E os exemplos que começam a chegar de toda a Europa convergem no sentido de apoio público urgente ao desporto, quer na Alemanha, com o programa “Apoia o teu Desporto”, em Inglaterra com o Fundo de Emergência Comunitária ou em França, com o programa “Apoia o teu Clube”, financiados pelos respectivos governos e lotarias nacionais em defesa da sua sustentabilidade. Em Portugal não foram considerados, até à data, referências a seguir.

Nas medidas de confinamento/desconfinamento o governo fez um esforço, que é de louvar, para criar condições excepcionais para os atletas e respectivos processos de preparação desportiva num contexto sanitário complexo. Agilizou também um conjunto de obrigações das entidades públicas desportivas face ao novo quadro existente. Ambas foram positivas. Esperar-se-ia uma continuidade nas medidas de revitalização económica futuras. Mas não foi isso que ocorreu.

Irrelevância política

O desporto ao contrário de outros sectores de actividade do país, não teve por parte do governo qualquer orientação sobre um pacote de medidas de protecção à sua sustentabilidade financeira, antes se optando por aceitar a sua inclusão em medidas de carácter económico–financeiro desenhadas para outras realidades que não a desportiva, pouco compatíveis com sua dimensão social, predominantemente de cariz associativo.

Num período de enorme delicadeza e incerteza, onde a vasta maioria das modalidades desportivas continua sem poder organizar competições, ou as organiza à porta fechada, a ausência de uma resposta governamental agudiza as vulnerabilidades de um sector que representa cerca de 2% do PIB europeu.

No referido Programa de Estabilização, para além de não haver, qualquer referência ao desporto, constata-se ainda que algumas das medidas apresentadas são expressamente financiadas pelas receitas dos jogos sociais cujo volume de negócios assenta, em parte, no produto gerado pelo desporto e as suas competições.

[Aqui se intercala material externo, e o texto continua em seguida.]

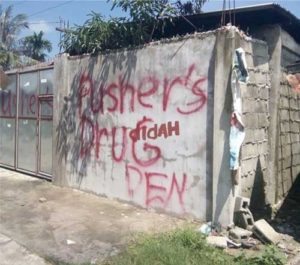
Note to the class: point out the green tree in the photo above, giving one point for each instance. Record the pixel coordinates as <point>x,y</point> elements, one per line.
<point>146,22</point>
<point>10,27</point>
<point>34,46</point>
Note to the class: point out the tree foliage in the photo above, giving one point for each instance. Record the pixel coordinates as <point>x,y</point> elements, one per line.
<point>146,17</point>
<point>35,45</point>
<point>10,27</point>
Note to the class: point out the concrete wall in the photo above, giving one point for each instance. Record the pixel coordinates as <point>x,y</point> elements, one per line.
<point>136,124</point>
<point>255,99</point>
<point>151,125</point>
<point>289,138</point>
<point>290,49</point>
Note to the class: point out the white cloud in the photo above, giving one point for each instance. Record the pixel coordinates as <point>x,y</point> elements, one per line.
<point>42,25</point>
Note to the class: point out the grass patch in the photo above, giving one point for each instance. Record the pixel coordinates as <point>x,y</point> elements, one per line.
<point>186,247</point>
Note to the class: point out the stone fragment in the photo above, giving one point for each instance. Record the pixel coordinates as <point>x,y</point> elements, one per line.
<point>265,232</point>
<point>42,199</point>
<point>217,241</point>
<point>238,234</point>
<point>244,219</point>
<point>241,203</point>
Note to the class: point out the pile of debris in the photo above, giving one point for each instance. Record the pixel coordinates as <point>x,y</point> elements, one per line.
<point>246,233</point>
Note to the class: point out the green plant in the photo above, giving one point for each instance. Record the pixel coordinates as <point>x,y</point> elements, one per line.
<point>145,22</point>
<point>35,45</point>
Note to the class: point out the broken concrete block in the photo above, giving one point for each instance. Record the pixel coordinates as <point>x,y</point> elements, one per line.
<point>241,203</point>
<point>217,241</point>
<point>244,219</point>
<point>238,234</point>
<point>265,232</point>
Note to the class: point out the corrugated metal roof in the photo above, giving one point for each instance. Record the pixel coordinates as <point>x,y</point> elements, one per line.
<point>247,18</point>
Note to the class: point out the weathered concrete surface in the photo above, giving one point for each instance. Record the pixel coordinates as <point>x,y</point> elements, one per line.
<point>13,253</point>
<point>98,226</point>
<point>136,124</point>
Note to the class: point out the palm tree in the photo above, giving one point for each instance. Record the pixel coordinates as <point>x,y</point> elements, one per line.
<point>34,46</point>
<point>10,27</point>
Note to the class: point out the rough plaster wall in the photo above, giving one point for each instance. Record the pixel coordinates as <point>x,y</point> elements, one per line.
<point>255,96</point>
<point>106,100</point>
<point>289,138</point>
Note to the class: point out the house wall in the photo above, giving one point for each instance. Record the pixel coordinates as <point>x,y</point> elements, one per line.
<point>290,49</point>
<point>256,116</point>
<point>136,124</point>
<point>289,138</point>
<point>151,125</point>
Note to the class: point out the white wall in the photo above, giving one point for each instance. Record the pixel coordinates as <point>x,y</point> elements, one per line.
<point>162,84</point>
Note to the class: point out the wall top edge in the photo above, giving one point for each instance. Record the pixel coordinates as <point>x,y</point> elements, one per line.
<point>196,35</point>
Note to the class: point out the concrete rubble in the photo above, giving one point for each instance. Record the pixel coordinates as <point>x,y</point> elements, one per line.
<point>265,232</point>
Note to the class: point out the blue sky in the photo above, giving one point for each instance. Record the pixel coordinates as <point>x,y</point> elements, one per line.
<point>46,15</point>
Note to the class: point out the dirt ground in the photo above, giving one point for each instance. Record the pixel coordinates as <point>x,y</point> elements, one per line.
<point>39,220</point>
<point>70,226</point>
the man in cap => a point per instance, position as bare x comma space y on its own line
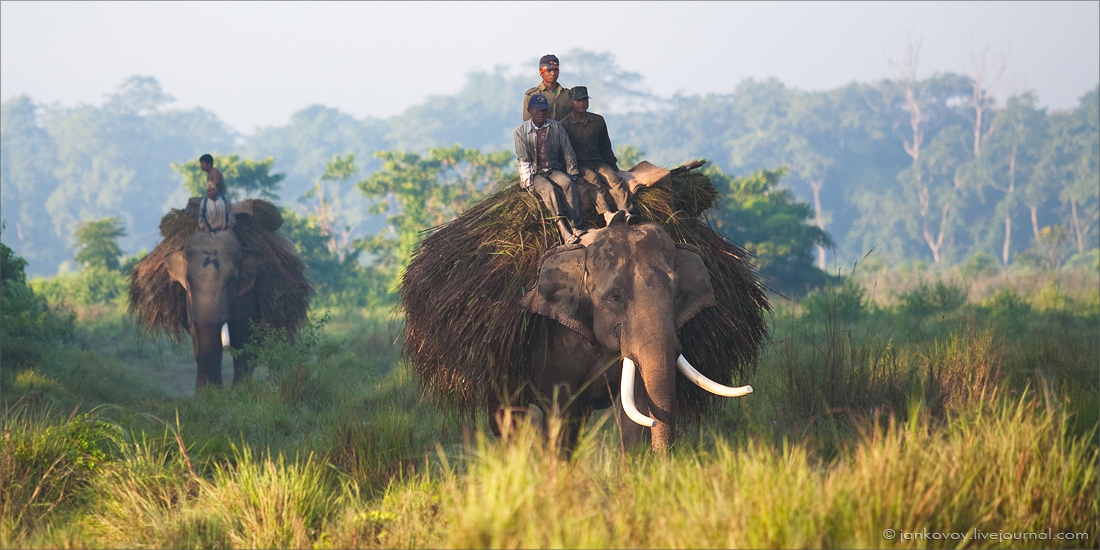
587, 134
548, 167
556, 94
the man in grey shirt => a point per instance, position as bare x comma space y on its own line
548, 167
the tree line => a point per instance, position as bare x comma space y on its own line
930, 169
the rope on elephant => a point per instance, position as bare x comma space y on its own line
283, 292
464, 327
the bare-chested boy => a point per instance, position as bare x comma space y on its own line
215, 211
213, 175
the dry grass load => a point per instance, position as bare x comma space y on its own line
283, 292
465, 329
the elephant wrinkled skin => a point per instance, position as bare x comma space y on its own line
219, 276
623, 292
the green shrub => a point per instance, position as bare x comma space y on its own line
844, 303
29, 328
926, 300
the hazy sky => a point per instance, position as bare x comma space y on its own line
254, 64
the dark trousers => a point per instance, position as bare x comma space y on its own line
608, 191
559, 194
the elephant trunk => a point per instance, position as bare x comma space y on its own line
208, 347
656, 359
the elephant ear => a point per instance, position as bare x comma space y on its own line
177, 266
251, 263
695, 292
559, 290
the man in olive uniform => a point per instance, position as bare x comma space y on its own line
587, 134
556, 94
548, 167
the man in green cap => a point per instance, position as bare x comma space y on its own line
556, 94
595, 157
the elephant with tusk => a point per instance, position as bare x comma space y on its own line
501, 318
199, 283
623, 292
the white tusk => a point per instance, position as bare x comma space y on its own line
708, 384
628, 405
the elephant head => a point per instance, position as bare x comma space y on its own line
218, 276
626, 292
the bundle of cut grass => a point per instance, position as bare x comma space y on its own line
464, 326
282, 289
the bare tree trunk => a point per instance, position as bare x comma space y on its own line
935, 244
983, 80
816, 186
1077, 227
1008, 213
1034, 221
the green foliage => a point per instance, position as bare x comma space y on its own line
47, 464
338, 281
29, 328
244, 177
979, 265
90, 286
97, 242
420, 193
293, 365
771, 223
845, 301
927, 300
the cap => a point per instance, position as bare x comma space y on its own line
547, 59
538, 101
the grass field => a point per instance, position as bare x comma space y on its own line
927, 416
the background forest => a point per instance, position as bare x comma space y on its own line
933, 171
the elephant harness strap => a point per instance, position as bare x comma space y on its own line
216, 215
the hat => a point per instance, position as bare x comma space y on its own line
538, 101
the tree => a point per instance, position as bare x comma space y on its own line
1010, 156
771, 223
244, 177
97, 243
420, 193
327, 213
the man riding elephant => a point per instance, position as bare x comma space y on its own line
556, 94
587, 134
548, 167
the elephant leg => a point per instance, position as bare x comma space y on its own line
240, 333
207, 342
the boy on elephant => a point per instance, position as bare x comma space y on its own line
587, 134
213, 175
216, 212
548, 167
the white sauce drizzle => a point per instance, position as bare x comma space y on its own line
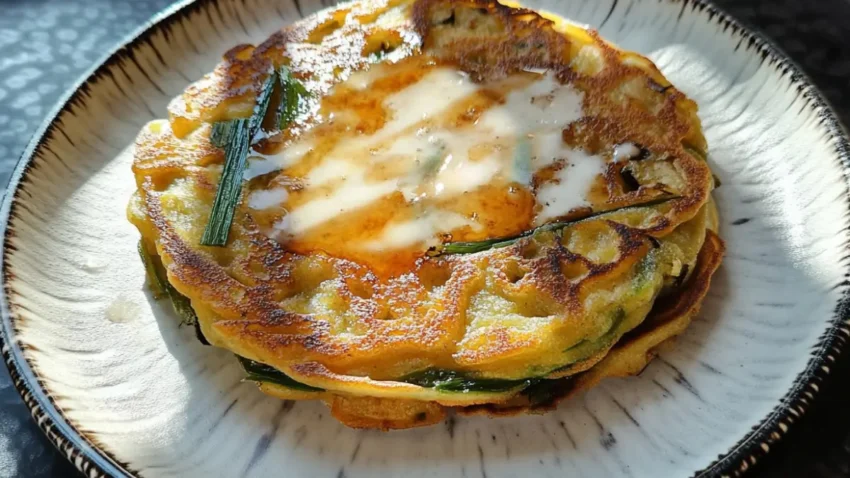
421, 230
267, 198
569, 188
625, 151
259, 164
411, 156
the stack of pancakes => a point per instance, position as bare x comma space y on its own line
475, 207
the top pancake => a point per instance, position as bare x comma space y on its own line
327, 272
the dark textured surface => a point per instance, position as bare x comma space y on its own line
45, 45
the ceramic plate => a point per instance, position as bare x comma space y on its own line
140, 396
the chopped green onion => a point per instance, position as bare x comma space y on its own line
260, 372
456, 382
478, 246
230, 186
157, 275
292, 92
235, 137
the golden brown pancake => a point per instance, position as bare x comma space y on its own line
471, 206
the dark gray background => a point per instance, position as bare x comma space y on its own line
45, 45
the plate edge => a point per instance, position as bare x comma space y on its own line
94, 462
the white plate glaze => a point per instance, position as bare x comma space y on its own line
122, 390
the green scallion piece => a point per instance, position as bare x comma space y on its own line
158, 280
291, 95
230, 187
479, 246
260, 372
456, 382
235, 137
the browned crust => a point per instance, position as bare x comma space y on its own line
249, 318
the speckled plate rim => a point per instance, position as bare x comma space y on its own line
93, 462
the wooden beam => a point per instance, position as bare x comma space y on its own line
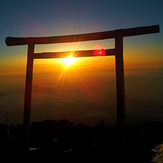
120, 88
84, 53
27, 98
11, 41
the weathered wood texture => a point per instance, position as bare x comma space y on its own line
11, 41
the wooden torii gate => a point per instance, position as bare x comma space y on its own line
117, 51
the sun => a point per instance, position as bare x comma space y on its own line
68, 61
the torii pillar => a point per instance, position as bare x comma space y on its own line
118, 52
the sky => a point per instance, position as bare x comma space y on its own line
143, 57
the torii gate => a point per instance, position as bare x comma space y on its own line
117, 51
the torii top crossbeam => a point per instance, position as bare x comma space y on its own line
117, 51
11, 41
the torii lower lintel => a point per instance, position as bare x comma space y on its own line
118, 52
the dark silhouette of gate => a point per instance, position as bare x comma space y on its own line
117, 51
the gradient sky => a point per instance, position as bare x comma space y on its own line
64, 17
34, 18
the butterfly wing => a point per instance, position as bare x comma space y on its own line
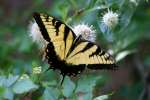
56, 32
91, 55
63, 44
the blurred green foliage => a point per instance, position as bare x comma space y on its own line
19, 55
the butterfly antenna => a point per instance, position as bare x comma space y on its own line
62, 79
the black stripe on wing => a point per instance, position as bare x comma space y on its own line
41, 26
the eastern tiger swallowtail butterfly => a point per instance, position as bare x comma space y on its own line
67, 52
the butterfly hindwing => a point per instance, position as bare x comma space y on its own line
91, 55
67, 52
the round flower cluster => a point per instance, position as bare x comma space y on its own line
110, 19
87, 32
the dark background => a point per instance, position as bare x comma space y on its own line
129, 41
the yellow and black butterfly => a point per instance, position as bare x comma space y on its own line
67, 52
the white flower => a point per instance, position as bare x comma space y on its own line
110, 19
134, 2
37, 70
87, 32
36, 34
24, 76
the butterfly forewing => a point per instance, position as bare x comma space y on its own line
58, 33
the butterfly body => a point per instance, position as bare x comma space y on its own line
68, 53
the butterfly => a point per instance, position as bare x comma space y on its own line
68, 53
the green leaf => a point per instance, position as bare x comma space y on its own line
9, 95
51, 93
11, 79
8, 82
68, 87
87, 83
103, 97
23, 86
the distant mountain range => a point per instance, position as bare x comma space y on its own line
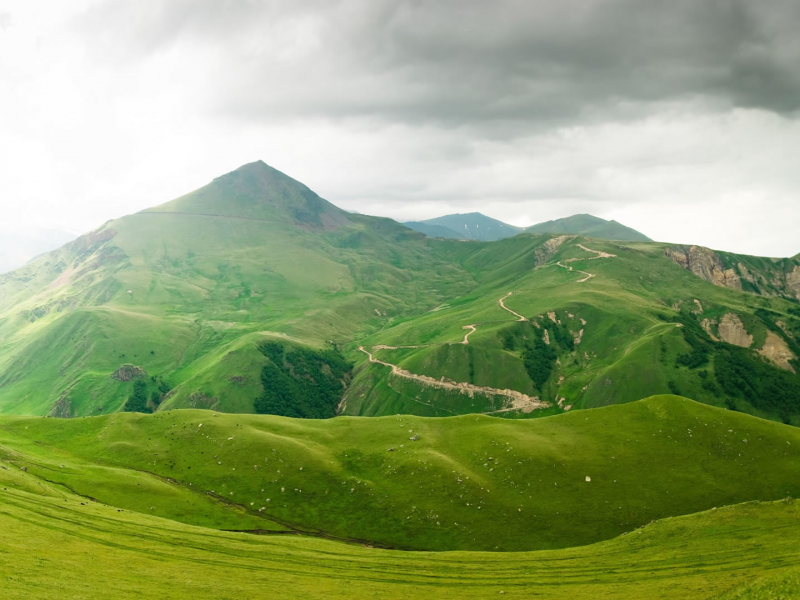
476, 226
17, 248
469, 226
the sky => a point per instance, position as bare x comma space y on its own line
680, 119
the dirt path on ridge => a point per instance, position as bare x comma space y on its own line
519, 401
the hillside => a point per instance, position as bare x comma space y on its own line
582, 323
469, 226
435, 230
172, 307
18, 247
590, 226
463, 483
747, 551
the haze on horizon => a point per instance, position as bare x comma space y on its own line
678, 119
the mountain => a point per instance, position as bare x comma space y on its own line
18, 247
151, 496
435, 230
590, 226
254, 294
470, 226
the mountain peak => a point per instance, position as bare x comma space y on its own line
469, 226
590, 226
258, 191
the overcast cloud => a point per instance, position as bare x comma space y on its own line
680, 119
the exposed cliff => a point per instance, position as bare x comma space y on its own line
762, 276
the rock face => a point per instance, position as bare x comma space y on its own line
706, 264
776, 351
128, 372
793, 282
731, 330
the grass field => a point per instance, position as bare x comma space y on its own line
62, 546
468, 482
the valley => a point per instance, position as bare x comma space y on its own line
251, 386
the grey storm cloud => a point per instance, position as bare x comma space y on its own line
467, 63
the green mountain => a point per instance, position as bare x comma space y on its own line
255, 294
164, 488
435, 230
590, 226
18, 247
470, 226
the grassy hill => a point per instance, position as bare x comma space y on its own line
465, 483
170, 306
469, 226
640, 325
126, 502
435, 230
61, 546
590, 226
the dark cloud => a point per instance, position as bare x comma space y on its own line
459, 63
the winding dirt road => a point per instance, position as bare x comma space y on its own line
504, 307
600, 254
519, 401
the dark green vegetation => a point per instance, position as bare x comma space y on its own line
187, 293
300, 382
590, 226
470, 226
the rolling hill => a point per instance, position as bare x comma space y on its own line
18, 247
590, 226
469, 226
121, 503
178, 307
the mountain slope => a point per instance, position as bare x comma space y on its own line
435, 230
472, 226
590, 226
170, 307
18, 247
187, 290
749, 550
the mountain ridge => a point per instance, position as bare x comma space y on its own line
590, 226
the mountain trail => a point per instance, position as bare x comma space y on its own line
600, 254
472, 329
504, 307
519, 401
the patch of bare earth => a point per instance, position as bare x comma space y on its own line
777, 352
731, 330
517, 400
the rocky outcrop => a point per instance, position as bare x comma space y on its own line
705, 263
777, 352
128, 372
707, 324
731, 330
793, 282
546, 250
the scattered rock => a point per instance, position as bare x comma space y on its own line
128, 372
731, 330
777, 352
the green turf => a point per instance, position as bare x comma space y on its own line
61, 546
468, 483
187, 291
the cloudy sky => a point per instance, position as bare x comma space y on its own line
680, 118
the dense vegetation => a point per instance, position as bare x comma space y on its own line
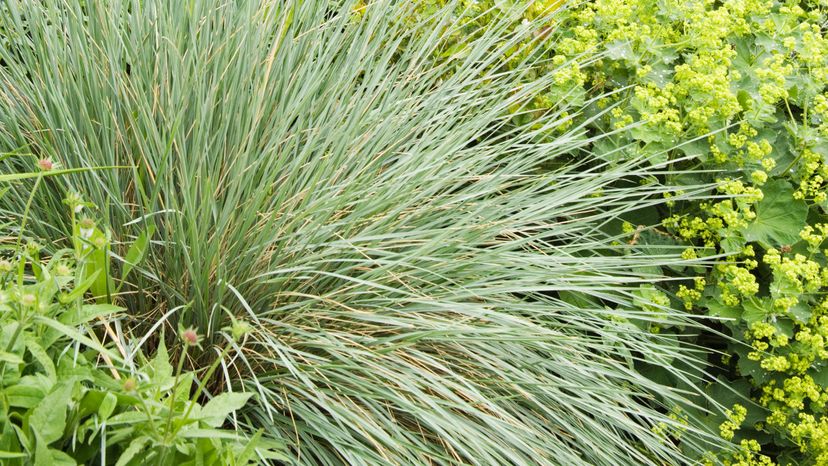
430, 232
735, 91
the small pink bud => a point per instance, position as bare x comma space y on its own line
45, 164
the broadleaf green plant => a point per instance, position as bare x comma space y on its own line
68, 395
421, 288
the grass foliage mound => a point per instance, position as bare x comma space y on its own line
422, 287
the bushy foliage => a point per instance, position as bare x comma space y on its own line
428, 280
76, 390
740, 87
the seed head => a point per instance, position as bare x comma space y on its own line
190, 337
45, 164
28, 300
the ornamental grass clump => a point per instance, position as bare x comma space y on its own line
426, 279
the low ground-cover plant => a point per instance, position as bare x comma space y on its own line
74, 390
738, 89
420, 291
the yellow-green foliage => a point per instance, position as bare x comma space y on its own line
737, 87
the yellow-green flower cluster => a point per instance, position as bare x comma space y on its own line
743, 84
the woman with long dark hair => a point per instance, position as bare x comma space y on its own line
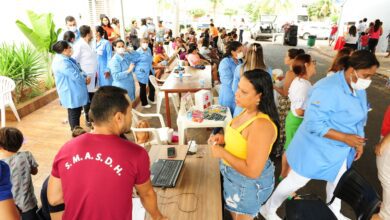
104, 53
247, 171
375, 33
304, 67
105, 23
351, 38
231, 59
331, 135
283, 100
71, 82
254, 60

Existe uma conclusão óbvia a extrair desta situação: o governo de Portugal não reconhece ao desporto suficiente importância política para ser incluído no seu Programa de Estabilização Económica e Social. Poder-se-ia argumentar que o documento trataria apenas de sectores transversais mais relevantes no plano económico-social do país. Mas não. Houve escolhas e opções. E algumas referências sectoriais, como o caso da cultura, são um claro sinal de resposta política a contestações que ocorreram recentemente na sociedade portuguesa.

A ausência do desporto, espelha a irrelevância política conferida ao sector e a falta de preocupação demonstrada para com o risco da sua sustentabilidade, mormente num quadro de restrições de saúde pública impostas à sua principal fonte geradora de receitas e valorização de activos.

Mas há uma outra conclusão a retirar: com esta decisão o governo não apenas desvalorizou o desporto como, por arrasto, desvalorizou aqueles que no seu interior respondem politicamente por ele. Será que tomou consciência de ambas as situações?